Updated Mileage: Hike 131 miles Bike 202 miles Run 126 miles Drive 16102 miles
A Road By Any Other Name . . .
Driving down a 2-lane highway in rural Connecticut, my navigator suddenly asks, "Is this Boston Post Road you are on?" To be accurate, we are both on the same road, but the tenor of the question implies that whatever road we are on is solely my responsibility. I reply that I turned off Highway 95 onto Route 1 some time back, but since then I have not seen any clue as to the identity of the route that I am traveling. But what’s in a name?
Touring the highways and byways of America, the names of roads and highways have occupied and amused us.

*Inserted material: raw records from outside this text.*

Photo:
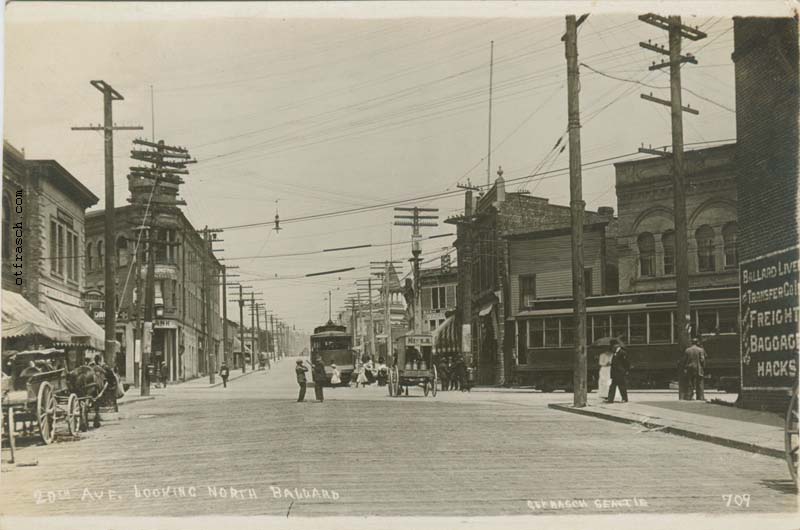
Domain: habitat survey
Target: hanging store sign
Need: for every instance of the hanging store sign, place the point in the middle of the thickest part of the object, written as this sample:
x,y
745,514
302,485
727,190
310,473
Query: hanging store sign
x,y
769,314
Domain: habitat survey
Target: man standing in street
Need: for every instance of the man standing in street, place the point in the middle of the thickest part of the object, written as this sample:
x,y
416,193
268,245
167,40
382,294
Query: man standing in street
x,y
318,374
224,372
300,370
620,366
694,361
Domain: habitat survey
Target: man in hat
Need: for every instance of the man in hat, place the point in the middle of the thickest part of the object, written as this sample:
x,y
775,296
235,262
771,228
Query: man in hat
x,y
224,373
318,374
620,366
694,362
300,370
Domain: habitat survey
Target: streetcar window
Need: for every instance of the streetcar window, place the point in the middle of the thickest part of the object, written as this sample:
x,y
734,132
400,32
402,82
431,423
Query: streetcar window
x,y
567,331
619,327
536,333
551,332
660,327
638,328
728,320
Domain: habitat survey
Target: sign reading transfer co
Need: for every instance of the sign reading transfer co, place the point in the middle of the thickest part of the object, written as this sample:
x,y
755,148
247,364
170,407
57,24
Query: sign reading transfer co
x,y
769,315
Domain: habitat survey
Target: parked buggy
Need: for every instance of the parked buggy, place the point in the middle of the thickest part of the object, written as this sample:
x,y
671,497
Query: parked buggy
x,y
413,366
37,394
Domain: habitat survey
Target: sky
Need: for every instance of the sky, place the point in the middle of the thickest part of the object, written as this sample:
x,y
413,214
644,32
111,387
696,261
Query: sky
x,y
309,112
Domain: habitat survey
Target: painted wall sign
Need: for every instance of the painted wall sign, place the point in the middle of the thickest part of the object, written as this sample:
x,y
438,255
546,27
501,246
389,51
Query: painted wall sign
x,y
769,314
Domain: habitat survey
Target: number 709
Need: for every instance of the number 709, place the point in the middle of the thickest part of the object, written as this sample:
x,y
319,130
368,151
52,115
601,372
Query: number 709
x,y
737,500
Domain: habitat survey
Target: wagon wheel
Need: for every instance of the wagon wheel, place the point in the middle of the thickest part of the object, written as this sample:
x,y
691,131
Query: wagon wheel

Just as the Eskimos are said to have 40 different words for "snow", there are dozens of words to describe a ribbon of asphalt for the use of automobiles. There are Highways, Freeways, and Thruways. There are Tollways (which cost), and Expressways (which also cost). There are Turnpikes, whose name comes from the pike, a sharp spear-like weapon; the implication being "pay me and I will turn my pike and let you by". Not too far different from the Tollways that we have traveled. Some cities dress up their highways with names like "Boulevard" or "Parkway". Then there are Streets, Avenues, Places, Terraces, Lanes, Drives, Courts, Greenways, Trails, Traces, and Runs. There are the Interstates(I), the State Roads (SR), and the County Roads (CR), and each comes with its own number, unless you are in Wisconsin or Missouri. In these states they give every state and county road a letter, in no particular alphabetical order: "Go out to where D Highway crosses YY Highway, just before it becomes PP Highway" was one actual instruction we obtained when asking directions in Missouri"
Even the manor in which natives speak of their major roads differs. In Washington we say "take I-90 west", while the Californian says "get on The 90". In Colorado they would suggest you "go up Highway 90".
It is the roads with aliases that cause tension between the navigator and the driver. The map says "Highway 1", but the street signs (if any) say "Boston Post Road". But of course the locals who are giving you directions at the Seven-Eleven call the same road "The Diamond Parkway".
All of this discussion of names becomes irrelevant if there are no street signs. As soon as we left Colorado, road markers became scarce. In the tiny towns of the Midwest, there frequently were no street signs at all. Granted, there were only a handful of streets, but their identities were known only to the locals, which made our constant search for Main Street more difficult. Any inquiry as to the names is sure to draw a look of suspicion; why would a stranger want to know the name of that street where the bank is? Farther east, the towns were larger, but they had the odd custom of having signs only for the cross streets, but not for any arterial. I suppose they figure that if you are driving down this street you must already know what street you are on. Which is definitely not the case.
The appellations given to streets and highways are a lesson in culture and history. From the Rockies to the Mississippi we frequently saw roads named for specific people, and not always famous personages. Rather than Washington Street we would find Reverend Thomas J Hobkins Parkway, or Richard Kleinfelter, Jr Boulevard. And of course, native languages have been given free reign. When you come to a complicated intersection somewhere in Virginia, squinting into the driving rain and complete darkness for some idea of where you are, the sign is likely to say "Muskequashehaset Drive". All you can say to the navigator is "are we supposed to be on a street with M in it?" In the historical states where the Revolution and Civil War were contested, every road name seems to ring with cries of Battlefield Parkway or Paul Revere Road.
There are cities that have logic and method to their naming systems, however. Denver has a section where all the streets have the names of the states (in alphabetical order), while the cross streets are numbered. The next section of the city has the presidents, in chronological order: How good are you at history? Then there is a "tree" section of town; if someone lives at 12455 Aspen Street, you just have to drive to the "trees" section of town and find the first named street, and follow it to 124th Avenue. But such strongholds of organization are rare across this great country.
But our favorites are the names that don't take themselves seriously. In the town of West Yellowstone, we took our morning jog along Moose Run. Near the center of Kansas City we found a sign for Easy Street. And in a Seussical fit of whimsy we turned off the highway in Bar Harbor onto Whoville Lane.
Street signs have become our friends, and we are happy to see them, whatever their names. As the great philosopher Yogi Berra said, "If you don’t know where you are going, you are likely to end up someplace else."
PS: After this blog was posted, we visited Atlanta, Georgia, where Peachtree was a common theme; in fact, there were separate streets in and around town called Peachtree Street, Peachtree Drive, Peachtree Way, Peachtree View, Peachtree Forest Terrace, Peachtree Park Drive, Peachtree Walk, Peachtree Memorial Drive, Peachtree Industrial Boulevard, and Peachtree Denwoody Road. Be careful when someone says "just turn left on Peachtree".